He looked Kirkwood over with a cool gray eye, the color gradually returning
to his fat, clean-shaven cheeks, replacing the pardonable pallor which had
momentarily rested thereon.
As for Kirkwood, he had covered the fat adventurer before he knew it.
Stryker, who had been standing immediately in the rear of Calendar,
immediately cowered and cringed to find himself in the line of fire.

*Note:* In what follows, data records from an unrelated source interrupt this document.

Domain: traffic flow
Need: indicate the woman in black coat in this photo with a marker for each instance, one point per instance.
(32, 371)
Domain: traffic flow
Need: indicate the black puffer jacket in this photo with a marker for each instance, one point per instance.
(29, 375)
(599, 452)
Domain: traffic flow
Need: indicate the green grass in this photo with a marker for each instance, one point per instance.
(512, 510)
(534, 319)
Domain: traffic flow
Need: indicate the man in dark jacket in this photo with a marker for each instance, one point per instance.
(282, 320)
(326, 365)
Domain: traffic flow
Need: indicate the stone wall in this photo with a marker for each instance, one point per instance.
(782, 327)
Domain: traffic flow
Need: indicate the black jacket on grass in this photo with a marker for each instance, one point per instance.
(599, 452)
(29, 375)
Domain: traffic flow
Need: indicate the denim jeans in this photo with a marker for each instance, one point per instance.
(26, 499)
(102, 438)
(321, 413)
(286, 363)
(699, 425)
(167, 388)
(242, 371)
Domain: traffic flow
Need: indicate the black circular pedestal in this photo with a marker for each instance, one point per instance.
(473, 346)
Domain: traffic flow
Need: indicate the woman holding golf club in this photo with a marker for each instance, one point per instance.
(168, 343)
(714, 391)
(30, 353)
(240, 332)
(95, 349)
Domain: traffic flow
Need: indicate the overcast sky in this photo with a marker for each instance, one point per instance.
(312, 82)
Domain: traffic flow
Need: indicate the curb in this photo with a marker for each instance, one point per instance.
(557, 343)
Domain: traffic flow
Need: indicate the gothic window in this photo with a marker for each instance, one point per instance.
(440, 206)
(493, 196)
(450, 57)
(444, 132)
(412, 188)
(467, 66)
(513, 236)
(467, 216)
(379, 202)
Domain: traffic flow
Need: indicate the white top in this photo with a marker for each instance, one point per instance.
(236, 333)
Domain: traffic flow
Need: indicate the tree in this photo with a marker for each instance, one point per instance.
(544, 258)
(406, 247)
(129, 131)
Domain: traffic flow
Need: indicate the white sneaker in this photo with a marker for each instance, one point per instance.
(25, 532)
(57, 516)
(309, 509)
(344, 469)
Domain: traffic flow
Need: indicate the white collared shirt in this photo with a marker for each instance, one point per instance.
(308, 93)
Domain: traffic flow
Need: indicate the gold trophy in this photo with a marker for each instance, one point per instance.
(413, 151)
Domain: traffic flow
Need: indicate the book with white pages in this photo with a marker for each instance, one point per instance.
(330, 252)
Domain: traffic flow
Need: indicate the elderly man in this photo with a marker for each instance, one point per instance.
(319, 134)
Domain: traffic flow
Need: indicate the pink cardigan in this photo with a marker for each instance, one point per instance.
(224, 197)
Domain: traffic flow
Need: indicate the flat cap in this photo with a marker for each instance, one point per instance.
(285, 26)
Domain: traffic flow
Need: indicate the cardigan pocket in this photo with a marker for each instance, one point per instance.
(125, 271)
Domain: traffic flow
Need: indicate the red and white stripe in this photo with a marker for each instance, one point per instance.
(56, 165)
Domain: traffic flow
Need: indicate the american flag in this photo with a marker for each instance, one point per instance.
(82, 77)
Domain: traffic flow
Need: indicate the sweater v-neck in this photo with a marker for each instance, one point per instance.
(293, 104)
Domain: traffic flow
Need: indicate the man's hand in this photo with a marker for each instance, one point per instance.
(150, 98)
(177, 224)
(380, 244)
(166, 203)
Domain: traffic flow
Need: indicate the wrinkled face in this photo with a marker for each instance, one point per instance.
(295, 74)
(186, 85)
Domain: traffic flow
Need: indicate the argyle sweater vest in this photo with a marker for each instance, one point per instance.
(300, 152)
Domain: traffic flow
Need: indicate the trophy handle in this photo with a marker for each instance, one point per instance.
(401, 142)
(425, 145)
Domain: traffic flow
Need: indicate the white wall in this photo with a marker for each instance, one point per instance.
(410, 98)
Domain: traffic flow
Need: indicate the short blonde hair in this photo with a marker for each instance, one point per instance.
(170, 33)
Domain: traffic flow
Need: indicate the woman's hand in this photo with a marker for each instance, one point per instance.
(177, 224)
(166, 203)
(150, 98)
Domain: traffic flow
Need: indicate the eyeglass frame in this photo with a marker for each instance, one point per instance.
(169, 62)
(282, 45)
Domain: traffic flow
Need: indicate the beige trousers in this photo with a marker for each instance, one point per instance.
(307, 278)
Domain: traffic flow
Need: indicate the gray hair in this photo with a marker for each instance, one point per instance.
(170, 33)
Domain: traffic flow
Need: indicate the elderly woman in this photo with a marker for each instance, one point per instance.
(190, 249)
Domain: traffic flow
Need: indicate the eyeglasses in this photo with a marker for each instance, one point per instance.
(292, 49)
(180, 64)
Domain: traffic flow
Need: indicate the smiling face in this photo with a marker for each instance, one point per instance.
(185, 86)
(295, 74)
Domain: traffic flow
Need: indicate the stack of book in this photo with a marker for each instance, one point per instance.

Of the three conscious men in the brigantine's cabin, Calendar was probably
the least confused or excited. Stryker was palpably unmanned. Kirkwood was
tingling with a sense of mastery, but collected and rapidly revolving the
combinations for the reversed conditions which had been brought about by
Mulready's drunken folly. His elation was apparent in his shining, boyish
eyes, as well as in the bright color that glowed in his cheeks. When he
decided to speak it was with rapid enunciation, but clearly and concisely.
"Calendar," he began, "if a single shot is fired about this vessel the
river police will be buzzing round your ears in a brace of shakes."
The fat adventurer nodded assent, his eyes contracting.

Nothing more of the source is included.